Effective December 1, 2017, the United States District Court in Rhode Island amended its local rules. One of the more significant changes is to Local Civil Rule 7 (or LR Cv 7, as it’s known in the biz) to eliminate the requirement of filing a legal memorandum along with a civil motion. Before the change, the District of Rhode Island (aka the D.R.I.) required a legal memorandum for most motions except motions to compel in discovery disputes. Now, litigants have the option to jettison legal memoranda and put all their arguments into the body of the motion for all types of disputes. Under the new local rule, litigants can still choose to file a memorandum if they prefer (presumably, if they’re feeling nostalgic or paean for the old days).

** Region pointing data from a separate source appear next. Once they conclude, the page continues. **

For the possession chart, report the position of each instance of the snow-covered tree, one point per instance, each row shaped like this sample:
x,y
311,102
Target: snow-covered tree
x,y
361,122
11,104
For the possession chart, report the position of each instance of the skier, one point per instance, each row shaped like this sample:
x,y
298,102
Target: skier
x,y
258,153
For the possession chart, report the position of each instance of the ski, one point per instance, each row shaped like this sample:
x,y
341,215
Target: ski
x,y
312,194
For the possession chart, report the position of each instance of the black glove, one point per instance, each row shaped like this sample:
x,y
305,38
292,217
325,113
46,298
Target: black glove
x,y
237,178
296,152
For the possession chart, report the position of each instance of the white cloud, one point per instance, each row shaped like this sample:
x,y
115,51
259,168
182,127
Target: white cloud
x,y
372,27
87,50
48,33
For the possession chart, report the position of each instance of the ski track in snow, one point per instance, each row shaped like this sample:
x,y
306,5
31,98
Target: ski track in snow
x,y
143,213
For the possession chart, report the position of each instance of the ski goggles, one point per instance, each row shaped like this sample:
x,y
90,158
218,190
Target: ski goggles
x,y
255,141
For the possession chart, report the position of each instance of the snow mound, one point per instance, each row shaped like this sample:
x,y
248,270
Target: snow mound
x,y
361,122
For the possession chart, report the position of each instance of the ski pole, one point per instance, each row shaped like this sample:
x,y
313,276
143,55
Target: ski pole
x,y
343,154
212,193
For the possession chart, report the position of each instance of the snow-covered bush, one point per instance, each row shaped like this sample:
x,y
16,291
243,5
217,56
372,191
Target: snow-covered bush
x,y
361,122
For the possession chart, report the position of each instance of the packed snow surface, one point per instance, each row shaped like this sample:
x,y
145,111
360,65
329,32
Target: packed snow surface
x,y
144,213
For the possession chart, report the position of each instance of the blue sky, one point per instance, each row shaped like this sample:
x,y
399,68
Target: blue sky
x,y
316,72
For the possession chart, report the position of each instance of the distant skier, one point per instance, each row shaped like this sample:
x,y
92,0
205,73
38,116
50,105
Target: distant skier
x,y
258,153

So what’s the significance of the change? For starters, it should reduce clutter on the electronic docket. In the past, some litigants filed memoranda as separate docket entries; others filed them as attachments to motions. Either way, particularly in long-running or complex cases, the filing of memoranda made it more difficult for the court staff and the litigants to read the docket and understand the procedural history.
The presence of memoranda on the docket also led to confusion on occasion. For example, if a party moved for summary judgment and attached a memorandum to the motion, the memorandum could also have attachments in the form of record citations, which might also have further attachments. This led to a rabbit hole of attachments: a summary judgment motion might cite to a memo attachment, which cited to a statement of undisputed facts, which cited to an affidavit attachment, which in turn cited to a piece of record evidence (also attached). The elimination of the memo makes these situations less confusing. For summary judgment motions, as noted in the new revisions to Local Rule 56, statements of undisputed facts must be filed as stand-alone docket entries with their own attachments.
The elimination of memoranda should also reduce inefficiencies for simple motions. Technically, the old rule required a memo to accompany a simple motion to extend time. In these types of situations, the memo was redundant to the motion and usually a waste of everyone’s time.
Still, the dichotomy of the motion and legal memorandum has its uses. Litigants usually put the specific relief they seek into the motion, while the memo explains the legal basis for the requested relief. With the merger of the motion and memo, litigants can now put the request for relief and legal argument in one place, but it will be more important to delineate between the relief sought and argument, or risk judicial confusion.
With the legal memorandum resigned to take its place in history with other obsolete items, it’s worth pausing and remembering all those legal memos bouncing around the D.R.I’s archives. The legal memo is dead in the D.R.I. Long live the memo.